Gambier, Ohio’daki Kenyon Koleji’nde öğrenciyken Profesör Hamilton, hayırsever Ruth Lilly’nin sponsorluğunda Indiana Üniversitesi’nin genç şairler için düzenlediği ilk toplantıya katıldı. New York Üniversitesi’ndeki yüksek lisans eğitimini finanse etmek için kullandığı etkinliğin en büyük ödülü olan 15.000 $’ı kazandı. Yüksek lisans ve doktora derecesi aldı. Boston Üniversitesi’nde.
Barnard Fakültesi’ne katılmadan önce Kenyon’da öğretmenlik yaptı. Kardeşi John ve annesine ek olarak, bir oğlu Lucien Hamilton ve diğer üç kardeşi Claudia, Emma ve James Hamilton tarafından hayatta kaldı.
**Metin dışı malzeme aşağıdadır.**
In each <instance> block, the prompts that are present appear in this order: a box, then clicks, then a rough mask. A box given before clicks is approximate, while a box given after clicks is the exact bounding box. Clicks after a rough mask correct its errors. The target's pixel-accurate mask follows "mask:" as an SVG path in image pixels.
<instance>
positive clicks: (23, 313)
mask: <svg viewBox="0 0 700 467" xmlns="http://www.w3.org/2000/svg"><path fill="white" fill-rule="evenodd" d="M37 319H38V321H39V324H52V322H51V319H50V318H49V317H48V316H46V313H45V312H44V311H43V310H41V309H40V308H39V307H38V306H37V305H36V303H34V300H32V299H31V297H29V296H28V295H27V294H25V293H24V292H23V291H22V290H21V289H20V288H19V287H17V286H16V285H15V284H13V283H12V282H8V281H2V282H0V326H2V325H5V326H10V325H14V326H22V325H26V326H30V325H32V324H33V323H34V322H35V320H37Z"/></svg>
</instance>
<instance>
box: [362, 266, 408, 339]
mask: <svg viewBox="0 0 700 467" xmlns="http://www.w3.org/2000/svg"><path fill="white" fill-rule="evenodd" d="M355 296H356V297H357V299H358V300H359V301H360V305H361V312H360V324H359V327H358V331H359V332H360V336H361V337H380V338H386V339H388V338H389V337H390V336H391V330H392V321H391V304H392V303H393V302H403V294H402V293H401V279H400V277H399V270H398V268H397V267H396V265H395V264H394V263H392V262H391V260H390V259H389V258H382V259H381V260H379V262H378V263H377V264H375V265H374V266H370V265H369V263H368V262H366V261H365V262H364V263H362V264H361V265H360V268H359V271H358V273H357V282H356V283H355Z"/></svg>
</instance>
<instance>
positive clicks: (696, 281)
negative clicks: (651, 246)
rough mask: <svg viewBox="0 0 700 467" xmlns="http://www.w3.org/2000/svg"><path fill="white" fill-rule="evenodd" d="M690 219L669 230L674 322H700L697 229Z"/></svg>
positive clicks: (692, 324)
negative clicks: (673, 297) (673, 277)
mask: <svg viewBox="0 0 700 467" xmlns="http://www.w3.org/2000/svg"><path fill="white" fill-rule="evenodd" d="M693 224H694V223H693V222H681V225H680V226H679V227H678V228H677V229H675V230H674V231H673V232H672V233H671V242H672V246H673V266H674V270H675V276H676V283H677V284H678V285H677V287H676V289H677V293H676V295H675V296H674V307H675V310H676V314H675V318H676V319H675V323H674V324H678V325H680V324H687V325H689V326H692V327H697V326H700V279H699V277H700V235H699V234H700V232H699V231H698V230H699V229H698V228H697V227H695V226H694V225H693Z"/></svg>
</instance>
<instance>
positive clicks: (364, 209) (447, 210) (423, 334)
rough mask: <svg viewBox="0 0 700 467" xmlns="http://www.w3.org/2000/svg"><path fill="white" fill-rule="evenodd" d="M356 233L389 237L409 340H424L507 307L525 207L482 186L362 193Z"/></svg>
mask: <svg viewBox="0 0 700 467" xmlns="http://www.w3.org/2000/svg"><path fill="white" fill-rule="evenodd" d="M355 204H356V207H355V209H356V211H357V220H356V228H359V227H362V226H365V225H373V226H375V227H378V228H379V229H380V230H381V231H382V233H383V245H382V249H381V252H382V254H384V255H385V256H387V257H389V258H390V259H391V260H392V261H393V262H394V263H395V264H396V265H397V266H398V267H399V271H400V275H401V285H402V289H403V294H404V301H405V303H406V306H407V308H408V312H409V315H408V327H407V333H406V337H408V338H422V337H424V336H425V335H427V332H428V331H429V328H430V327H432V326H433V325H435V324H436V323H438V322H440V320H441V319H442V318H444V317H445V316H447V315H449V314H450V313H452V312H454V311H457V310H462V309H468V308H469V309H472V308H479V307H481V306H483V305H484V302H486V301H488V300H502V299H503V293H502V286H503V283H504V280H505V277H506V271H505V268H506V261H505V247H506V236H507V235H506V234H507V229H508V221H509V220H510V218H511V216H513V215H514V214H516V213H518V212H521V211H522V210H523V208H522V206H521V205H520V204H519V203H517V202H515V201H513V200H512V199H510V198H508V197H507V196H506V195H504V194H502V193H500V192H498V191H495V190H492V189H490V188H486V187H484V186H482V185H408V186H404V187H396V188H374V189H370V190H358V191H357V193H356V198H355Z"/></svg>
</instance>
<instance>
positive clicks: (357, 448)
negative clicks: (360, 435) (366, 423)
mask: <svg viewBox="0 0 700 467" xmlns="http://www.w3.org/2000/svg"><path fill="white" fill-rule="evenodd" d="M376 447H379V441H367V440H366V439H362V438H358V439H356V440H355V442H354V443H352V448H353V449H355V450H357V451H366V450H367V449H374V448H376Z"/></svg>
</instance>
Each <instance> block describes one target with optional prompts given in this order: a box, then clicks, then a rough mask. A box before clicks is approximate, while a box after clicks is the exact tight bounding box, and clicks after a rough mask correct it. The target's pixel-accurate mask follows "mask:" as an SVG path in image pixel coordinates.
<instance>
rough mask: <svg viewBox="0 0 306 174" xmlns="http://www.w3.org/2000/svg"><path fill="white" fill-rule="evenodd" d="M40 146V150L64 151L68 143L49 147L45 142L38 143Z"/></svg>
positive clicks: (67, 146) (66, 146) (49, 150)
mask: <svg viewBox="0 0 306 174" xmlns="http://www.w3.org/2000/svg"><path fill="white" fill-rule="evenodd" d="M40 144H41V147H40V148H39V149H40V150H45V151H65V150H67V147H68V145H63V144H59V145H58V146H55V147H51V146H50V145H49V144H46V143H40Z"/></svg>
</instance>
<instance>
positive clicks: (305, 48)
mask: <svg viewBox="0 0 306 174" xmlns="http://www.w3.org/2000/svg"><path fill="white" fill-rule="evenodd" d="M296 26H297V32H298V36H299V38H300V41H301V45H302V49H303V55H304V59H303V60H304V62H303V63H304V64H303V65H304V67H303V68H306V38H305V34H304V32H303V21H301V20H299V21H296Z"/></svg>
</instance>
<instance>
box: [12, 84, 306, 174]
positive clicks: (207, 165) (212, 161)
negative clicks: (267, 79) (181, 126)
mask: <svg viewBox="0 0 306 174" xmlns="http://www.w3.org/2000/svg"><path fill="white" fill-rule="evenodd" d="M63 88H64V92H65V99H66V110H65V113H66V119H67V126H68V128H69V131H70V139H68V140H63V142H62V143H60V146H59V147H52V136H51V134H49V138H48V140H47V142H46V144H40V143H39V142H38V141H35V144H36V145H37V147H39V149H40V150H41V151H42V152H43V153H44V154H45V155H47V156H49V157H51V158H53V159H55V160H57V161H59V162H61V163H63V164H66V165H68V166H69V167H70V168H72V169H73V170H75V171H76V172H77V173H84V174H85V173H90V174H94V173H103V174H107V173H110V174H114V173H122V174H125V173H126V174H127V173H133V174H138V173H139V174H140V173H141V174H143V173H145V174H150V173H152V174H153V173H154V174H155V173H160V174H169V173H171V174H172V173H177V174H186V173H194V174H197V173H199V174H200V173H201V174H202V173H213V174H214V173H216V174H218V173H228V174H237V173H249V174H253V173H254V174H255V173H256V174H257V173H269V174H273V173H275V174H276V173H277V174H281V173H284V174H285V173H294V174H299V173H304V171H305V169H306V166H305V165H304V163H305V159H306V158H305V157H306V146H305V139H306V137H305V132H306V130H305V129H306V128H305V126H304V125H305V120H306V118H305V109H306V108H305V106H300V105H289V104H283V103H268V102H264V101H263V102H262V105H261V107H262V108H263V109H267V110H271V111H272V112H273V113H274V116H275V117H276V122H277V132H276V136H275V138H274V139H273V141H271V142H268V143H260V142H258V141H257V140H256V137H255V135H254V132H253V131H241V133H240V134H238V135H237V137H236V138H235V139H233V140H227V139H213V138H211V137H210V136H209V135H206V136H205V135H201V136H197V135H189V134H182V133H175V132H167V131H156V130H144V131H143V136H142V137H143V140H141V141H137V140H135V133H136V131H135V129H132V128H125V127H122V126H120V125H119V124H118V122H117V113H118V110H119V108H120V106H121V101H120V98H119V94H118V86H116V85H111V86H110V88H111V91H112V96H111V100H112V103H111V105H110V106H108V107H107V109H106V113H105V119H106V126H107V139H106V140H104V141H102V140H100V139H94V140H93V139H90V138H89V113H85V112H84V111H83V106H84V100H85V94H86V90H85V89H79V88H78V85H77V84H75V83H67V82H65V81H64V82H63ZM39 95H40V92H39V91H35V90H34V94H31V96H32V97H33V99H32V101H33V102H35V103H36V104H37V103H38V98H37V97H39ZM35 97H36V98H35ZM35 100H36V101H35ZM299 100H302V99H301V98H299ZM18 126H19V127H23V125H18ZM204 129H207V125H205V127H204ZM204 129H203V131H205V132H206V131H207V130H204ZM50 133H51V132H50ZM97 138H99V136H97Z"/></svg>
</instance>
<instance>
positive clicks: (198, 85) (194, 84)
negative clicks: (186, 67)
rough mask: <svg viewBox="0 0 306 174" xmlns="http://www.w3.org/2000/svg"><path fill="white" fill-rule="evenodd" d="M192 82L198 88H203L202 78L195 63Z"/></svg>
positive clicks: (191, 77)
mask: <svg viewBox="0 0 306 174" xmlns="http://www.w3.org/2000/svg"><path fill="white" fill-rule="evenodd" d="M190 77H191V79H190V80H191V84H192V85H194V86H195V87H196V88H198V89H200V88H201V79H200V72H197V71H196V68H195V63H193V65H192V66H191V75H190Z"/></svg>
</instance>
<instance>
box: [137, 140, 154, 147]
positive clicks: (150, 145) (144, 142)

Profesör Hamilton’ın şiirleri genellikle zor konuları ele alırdı. Profesör Bell, Barnard web sitesindeki yazısında, “Keder ve kaybı ifade etmek için güzel kelimeler kullandı” dedi.
Profesör Hamilton’ın ilk koleksiyonu özellikle bu konuları ele alıyordu. The Santa Fe New Mexican ile 2001 yılında yaptığı bir röportajda, bu şiirleri yazarken yaşadığı deneyimlerden bahsetti.
“Kaybı derinden düşünmeye başladığınızda, ölme deneyiminin nasıl bir şey olduğunu hayal etmeye çalışırsınız” dedi. “Dramatik mi yoksa o kadar sessiz mi ki neredeyse bir rüyadan diğerine geçiyormuş gibi?”